As expected, the Bank of England (BoE) started the rate cut process yesterday. However, the vote was extremely close, with five policymakers voting for the move and four against, with BoE Governor Andrew Bailey appearing to be the swing vote. At the same time, it was stressed that there was no predetermined path for further rate cuts, but that it would be decided meeting by meeting whether the degree of monetary tightening could be eased further, Commerzbank’s FX strategist Volkmar Baur notes.
BoE is worried about further growth
“The overall impression was therefore that this was more of a hawkish rate cut.
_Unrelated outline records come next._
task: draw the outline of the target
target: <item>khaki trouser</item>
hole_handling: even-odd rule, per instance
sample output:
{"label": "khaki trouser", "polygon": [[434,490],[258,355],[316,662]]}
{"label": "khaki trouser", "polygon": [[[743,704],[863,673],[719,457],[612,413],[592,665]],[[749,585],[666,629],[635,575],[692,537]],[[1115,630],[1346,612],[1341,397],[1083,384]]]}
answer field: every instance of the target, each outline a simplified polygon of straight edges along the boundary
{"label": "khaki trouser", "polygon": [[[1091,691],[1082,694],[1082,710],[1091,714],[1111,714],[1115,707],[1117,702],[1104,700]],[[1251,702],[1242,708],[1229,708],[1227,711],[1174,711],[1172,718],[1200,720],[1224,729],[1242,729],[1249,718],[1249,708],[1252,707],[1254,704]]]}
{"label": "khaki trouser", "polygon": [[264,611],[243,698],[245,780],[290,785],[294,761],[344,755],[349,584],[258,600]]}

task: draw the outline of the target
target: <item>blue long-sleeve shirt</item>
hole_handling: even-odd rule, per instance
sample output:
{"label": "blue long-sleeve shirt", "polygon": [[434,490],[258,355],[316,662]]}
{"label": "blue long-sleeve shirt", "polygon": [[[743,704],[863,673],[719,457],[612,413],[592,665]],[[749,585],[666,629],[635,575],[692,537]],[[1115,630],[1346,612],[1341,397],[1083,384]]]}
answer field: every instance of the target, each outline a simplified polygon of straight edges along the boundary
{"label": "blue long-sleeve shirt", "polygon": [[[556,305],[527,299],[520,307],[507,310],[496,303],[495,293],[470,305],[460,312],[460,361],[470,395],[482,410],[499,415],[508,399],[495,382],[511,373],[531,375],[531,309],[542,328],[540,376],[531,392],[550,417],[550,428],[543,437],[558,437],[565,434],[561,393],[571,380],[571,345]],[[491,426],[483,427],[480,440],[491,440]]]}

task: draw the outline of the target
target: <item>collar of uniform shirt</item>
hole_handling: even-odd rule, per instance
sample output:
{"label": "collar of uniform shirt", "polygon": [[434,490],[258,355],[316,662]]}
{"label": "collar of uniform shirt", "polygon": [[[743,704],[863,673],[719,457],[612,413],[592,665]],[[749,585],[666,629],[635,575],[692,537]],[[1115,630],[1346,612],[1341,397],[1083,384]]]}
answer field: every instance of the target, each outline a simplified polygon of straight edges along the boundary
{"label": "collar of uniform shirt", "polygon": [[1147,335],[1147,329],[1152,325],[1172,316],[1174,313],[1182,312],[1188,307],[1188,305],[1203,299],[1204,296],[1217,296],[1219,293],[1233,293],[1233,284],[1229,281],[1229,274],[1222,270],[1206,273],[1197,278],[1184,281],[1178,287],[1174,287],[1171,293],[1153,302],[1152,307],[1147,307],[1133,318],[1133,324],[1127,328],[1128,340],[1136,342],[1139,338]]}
It was also emphasised several times that inflation remains stubborn, especially with regard to services inflation, and that we should see higher year-on-year rates again towards the end of the year due to base effects.”
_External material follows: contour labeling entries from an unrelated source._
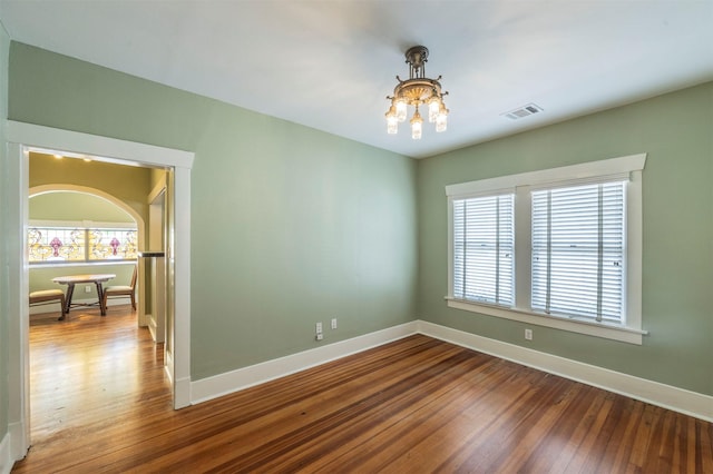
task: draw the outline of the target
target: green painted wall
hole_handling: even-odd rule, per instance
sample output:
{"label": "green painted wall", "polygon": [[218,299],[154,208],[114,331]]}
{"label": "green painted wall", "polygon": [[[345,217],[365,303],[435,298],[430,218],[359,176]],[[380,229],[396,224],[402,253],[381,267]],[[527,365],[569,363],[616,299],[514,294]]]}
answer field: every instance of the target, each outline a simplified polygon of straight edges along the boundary
{"label": "green painted wall", "polygon": [[[445,186],[647,152],[642,346],[447,307]],[[419,162],[419,316],[713,395],[713,82]]]}
{"label": "green painted wall", "polygon": [[[10,49],[10,38],[0,28],[0,142],[7,141],[4,118],[8,116],[8,53]],[[0,147],[0,169],[8,169],[7,147]],[[9,211],[11,199],[7,196],[7,182],[12,177],[9,172],[0,172],[0,235],[7,236],[9,229],[6,228],[6,214]],[[10,309],[8,307],[9,295],[9,275],[8,275],[8,257],[12,249],[8,248],[8,239],[0,239],[0,441],[8,433],[8,399],[9,399],[9,352],[8,352],[8,325],[10,320]],[[1,463],[0,463],[0,467]]]}
{"label": "green painted wall", "polygon": [[647,152],[642,346],[535,327],[526,346],[713,395],[713,83],[413,161],[20,43],[9,117],[192,150],[192,377],[449,309],[445,186]]}
{"label": "green painted wall", "polygon": [[9,96],[12,120],[195,151],[193,379],[413,319],[410,158],[17,42]]}

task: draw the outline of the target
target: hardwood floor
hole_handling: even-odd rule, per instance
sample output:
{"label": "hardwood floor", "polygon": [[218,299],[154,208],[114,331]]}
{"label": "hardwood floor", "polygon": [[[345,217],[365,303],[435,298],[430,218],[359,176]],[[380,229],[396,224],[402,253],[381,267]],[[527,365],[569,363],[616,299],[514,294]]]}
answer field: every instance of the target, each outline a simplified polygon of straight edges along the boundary
{"label": "hardwood floor", "polygon": [[173,411],[130,307],[30,328],[13,472],[713,473],[713,424],[412,336]]}

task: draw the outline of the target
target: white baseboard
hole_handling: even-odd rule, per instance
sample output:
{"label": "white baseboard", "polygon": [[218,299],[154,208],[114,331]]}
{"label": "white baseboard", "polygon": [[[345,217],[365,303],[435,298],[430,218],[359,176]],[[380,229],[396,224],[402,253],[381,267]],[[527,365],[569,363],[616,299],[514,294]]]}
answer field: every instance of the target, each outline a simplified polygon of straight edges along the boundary
{"label": "white baseboard", "polygon": [[12,471],[14,460],[10,454],[10,433],[6,433],[0,441],[0,474],[8,474]]}
{"label": "white baseboard", "polygon": [[202,378],[191,383],[191,402],[196,404],[258,385],[305,368],[381,346],[416,333],[416,322],[402,324],[352,339]]}
{"label": "white baseboard", "polygon": [[[25,458],[30,448],[30,440],[27,435],[25,423],[8,424],[8,433],[2,438],[2,446],[0,446],[0,473],[10,472],[16,461]],[[4,471],[6,466],[9,466],[10,471]]]}
{"label": "white baseboard", "polygon": [[416,320],[191,383],[191,403],[217,398],[420,333],[652,405],[713,422],[713,397],[547,353]]}
{"label": "white baseboard", "polygon": [[423,320],[418,322],[417,330],[437,339],[512,361],[528,367],[582,382],[583,384],[625,395],[663,408],[673,409],[685,415],[705,419],[706,422],[713,422],[713,396],[533,350],[527,347],[489,339]]}

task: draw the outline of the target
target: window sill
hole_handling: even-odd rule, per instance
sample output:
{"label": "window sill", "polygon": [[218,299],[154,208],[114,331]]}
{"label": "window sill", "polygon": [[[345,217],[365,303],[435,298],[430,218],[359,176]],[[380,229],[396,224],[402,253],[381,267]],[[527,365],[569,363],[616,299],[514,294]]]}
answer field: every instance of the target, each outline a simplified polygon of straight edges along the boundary
{"label": "window sill", "polygon": [[642,345],[643,336],[648,334],[646,330],[635,329],[633,327],[614,326],[602,323],[592,323],[589,320],[578,320],[575,318],[547,316],[520,309],[501,308],[498,306],[456,299],[452,296],[447,296],[446,300],[448,302],[448,307],[450,308],[462,309],[471,313],[480,313],[488,316],[496,316],[505,319],[517,320],[520,323],[568,330],[570,333],[586,334],[588,336],[603,337],[605,339],[619,340],[623,343],[636,344],[639,346]]}

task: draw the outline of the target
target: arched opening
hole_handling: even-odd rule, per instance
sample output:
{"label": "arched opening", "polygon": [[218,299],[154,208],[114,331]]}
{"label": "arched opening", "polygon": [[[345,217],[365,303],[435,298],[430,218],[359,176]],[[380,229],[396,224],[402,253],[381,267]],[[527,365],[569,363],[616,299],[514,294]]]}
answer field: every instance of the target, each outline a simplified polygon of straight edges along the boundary
{"label": "arched opening", "polygon": [[8,121],[7,172],[17,179],[8,187],[9,211],[6,225],[16,229],[8,235],[11,258],[8,270],[8,309],[19,315],[11,319],[9,333],[9,432],[11,456],[19,460],[30,445],[29,436],[29,348],[28,348],[28,258],[27,206],[29,196],[29,152],[32,149],[71,150],[77,156],[101,157],[105,162],[129,166],[159,167],[167,171],[166,186],[170,239],[166,244],[166,260],[172,277],[167,314],[173,318],[172,353],[166,372],[173,385],[173,405],[182,408],[191,404],[191,167],[194,154],[150,145],[92,136],[69,130]]}

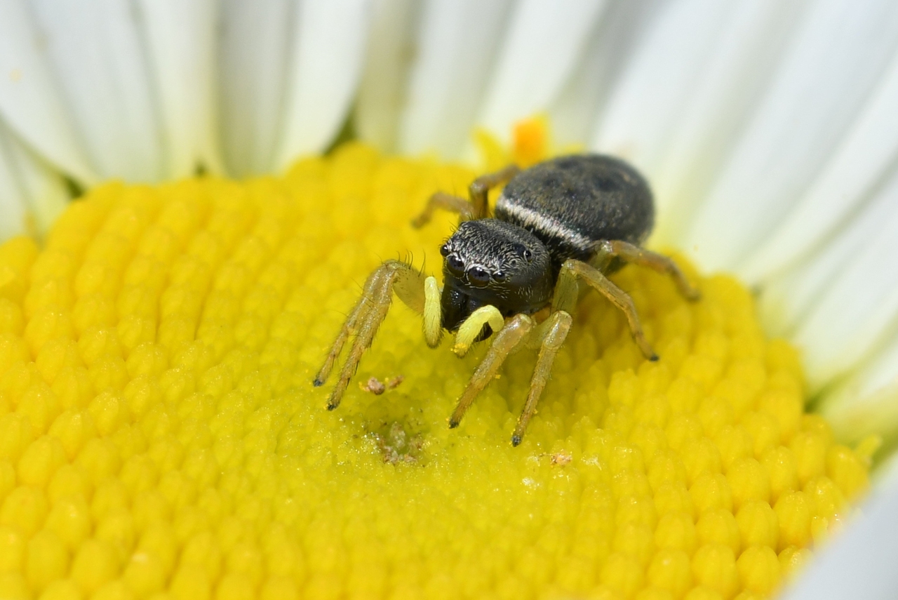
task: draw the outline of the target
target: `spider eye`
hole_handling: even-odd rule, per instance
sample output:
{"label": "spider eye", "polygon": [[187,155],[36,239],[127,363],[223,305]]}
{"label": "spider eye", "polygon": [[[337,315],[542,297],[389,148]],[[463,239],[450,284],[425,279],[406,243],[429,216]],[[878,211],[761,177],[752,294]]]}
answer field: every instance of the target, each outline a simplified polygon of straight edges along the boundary
{"label": "spider eye", "polygon": [[480,267],[471,267],[468,269],[468,280],[472,286],[486,285],[489,282],[489,272]]}
{"label": "spider eye", "polygon": [[530,260],[533,257],[533,253],[530,251],[530,249],[523,243],[515,244],[515,253],[522,257],[527,262],[530,262]]}
{"label": "spider eye", "polygon": [[454,254],[446,257],[446,267],[453,275],[461,277],[464,272],[464,262]]}

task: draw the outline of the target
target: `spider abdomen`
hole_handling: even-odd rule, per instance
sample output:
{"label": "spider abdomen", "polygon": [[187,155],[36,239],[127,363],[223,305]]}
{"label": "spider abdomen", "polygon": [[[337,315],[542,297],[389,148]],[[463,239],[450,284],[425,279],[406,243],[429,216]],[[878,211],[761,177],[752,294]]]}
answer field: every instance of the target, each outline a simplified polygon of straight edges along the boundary
{"label": "spider abdomen", "polygon": [[496,218],[533,233],[553,262],[588,260],[600,240],[641,245],[655,221],[646,180],[601,154],[560,156],[522,171],[496,203]]}

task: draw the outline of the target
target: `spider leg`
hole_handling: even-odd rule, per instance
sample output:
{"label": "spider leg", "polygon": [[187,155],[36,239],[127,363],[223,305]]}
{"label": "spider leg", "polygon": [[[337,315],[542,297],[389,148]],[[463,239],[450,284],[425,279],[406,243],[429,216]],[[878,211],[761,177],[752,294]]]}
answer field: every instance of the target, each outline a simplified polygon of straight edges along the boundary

“Unless there is a surprisingly sharp fall in inflation in the coming months, the BoE is likely to be cautious about cutting rates for the time being. The two further rate cuts this year, which the market priced in yesterday, do not really fit into this picture. Although expectations have now corrected somewhat, it is more likely that the BoE will make one more cut this year and that further rate cuts will be gradual.”
“Bailey emphasised several times that growth in the first few months of the year was stronger than expected, but that this distorts the true situation upwards. Other signals suggest that underlying growth is weaker. So they are also expecting a slowdown again. This is something to watch out for in the coming months.”